Investment banks have been experimenting with the new technology as well. JPMorgan recently launched their Emerging Opportunities Engine to drive predictive investment recommendations, focused on equity capital markets. Early indications suggest that this system has been quite successful in correctly analyzing trades and making buy/sell predictions. More generally, machine learning, deep learning, and natural language processing, all subsets of artificial intelligence with more specialized capabilities, are being used to leverage valuable data and insights. For example, Bloomberg, a pioneer of the sentiment analysis technique, incorporated machine learning to flag news articles and social media trends to more accurately provide context to stock valuations.
The power of AI could also be harnessed by government agencies engaged in economic forecasting like the Federal Reserve. AI and machine learning are adept at dealing with variable correlation more nimbly than traditional programming. This means, essentially, that the system can eke out relationships and detect patterns between economic factors that otherwise would not be found through orthodox methods. Additionally, adaptive machine learning can respond far more quickly to changing economic conditions than traditional econometric models—easily recognizing economic turning points and discontinuities in macroeconomic data.
The chart below gives an indication of the sheer quantity of variables needed to assess the state of the economy. Within each subcategory, there could be dozens of measurable metrics, with an exponential amount of relationships between them. AI’s capacity for handling large data sets and for pattern detection could greatly improve the accuracy and flexibility of economic models that consider these elements.

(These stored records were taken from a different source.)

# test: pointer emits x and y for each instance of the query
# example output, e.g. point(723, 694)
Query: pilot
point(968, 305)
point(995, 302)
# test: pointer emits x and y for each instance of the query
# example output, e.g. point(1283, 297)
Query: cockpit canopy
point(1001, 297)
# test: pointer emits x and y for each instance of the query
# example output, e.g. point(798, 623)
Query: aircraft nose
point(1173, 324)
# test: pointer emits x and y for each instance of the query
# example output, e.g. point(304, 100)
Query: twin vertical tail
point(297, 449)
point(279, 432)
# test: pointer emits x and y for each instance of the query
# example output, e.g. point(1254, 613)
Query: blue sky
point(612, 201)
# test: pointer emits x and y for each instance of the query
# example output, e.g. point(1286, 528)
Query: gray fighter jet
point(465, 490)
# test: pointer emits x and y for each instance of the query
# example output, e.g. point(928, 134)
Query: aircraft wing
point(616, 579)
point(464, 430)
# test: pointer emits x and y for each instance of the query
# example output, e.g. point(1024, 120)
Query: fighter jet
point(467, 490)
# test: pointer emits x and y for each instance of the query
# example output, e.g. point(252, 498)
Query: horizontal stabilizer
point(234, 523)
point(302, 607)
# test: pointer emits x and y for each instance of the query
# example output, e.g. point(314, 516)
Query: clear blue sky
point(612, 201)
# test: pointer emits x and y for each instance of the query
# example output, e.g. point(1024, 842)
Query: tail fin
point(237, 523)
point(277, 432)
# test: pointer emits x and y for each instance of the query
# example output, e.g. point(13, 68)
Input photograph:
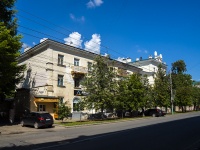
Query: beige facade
point(54, 70)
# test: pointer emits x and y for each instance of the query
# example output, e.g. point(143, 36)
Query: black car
point(154, 112)
point(37, 120)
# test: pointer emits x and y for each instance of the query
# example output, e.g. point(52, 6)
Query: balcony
point(122, 72)
point(78, 71)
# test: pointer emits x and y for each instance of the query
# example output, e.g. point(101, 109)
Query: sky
point(120, 28)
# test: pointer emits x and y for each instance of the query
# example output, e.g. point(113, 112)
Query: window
point(61, 100)
point(60, 80)
point(76, 82)
point(76, 62)
point(60, 59)
point(89, 66)
point(41, 107)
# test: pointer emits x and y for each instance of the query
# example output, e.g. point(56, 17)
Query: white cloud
point(94, 44)
point(121, 59)
point(74, 39)
point(25, 47)
point(41, 40)
point(81, 19)
point(94, 3)
point(142, 51)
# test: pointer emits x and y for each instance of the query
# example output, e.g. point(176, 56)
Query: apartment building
point(149, 66)
point(53, 75)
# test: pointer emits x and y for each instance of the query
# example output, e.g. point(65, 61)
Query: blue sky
point(121, 28)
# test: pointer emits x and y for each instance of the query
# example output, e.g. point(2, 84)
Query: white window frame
point(60, 59)
point(42, 107)
point(76, 62)
point(60, 80)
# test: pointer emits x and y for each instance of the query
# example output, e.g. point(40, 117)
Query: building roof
point(71, 50)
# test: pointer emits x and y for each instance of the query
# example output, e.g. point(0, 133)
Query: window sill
point(62, 86)
point(61, 65)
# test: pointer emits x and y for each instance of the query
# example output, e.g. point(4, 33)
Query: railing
point(122, 72)
point(79, 69)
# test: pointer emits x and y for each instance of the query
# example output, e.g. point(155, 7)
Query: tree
point(196, 97)
point(7, 15)
point(100, 85)
point(179, 67)
point(10, 71)
point(182, 84)
point(161, 89)
point(130, 93)
point(63, 111)
point(147, 90)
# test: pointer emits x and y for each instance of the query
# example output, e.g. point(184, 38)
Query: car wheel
point(36, 125)
point(22, 123)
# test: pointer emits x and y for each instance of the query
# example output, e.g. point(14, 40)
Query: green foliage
point(100, 85)
point(183, 84)
point(161, 90)
point(196, 97)
point(10, 72)
point(63, 111)
point(130, 93)
point(179, 67)
point(147, 90)
point(7, 15)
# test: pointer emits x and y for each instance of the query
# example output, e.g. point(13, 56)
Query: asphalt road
point(177, 132)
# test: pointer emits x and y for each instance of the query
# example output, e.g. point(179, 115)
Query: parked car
point(154, 112)
point(97, 116)
point(37, 120)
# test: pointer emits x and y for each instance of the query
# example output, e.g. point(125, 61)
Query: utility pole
point(171, 97)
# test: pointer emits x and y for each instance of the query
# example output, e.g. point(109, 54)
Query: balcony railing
point(122, 72)
point(79, 69)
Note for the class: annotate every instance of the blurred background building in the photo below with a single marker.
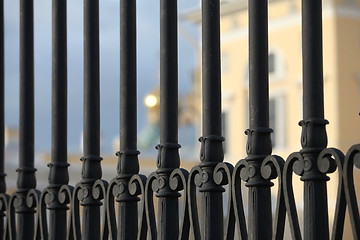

While artificial intelligence is still in its infancy, along with machine learning and natural language processing, it is becoming increasingly clear that the financial industry will be witness to tremendous change as a result of this emergent technology. This new technology comes right at a time when individuals are demanding access to cheaper, more transparent, and more efficient financial services. In communities without access to adequate banking services, for those wanting to maximize their returns from their investments, and for the organizations most dependent on economic data analysis, AI represents a hopeful future.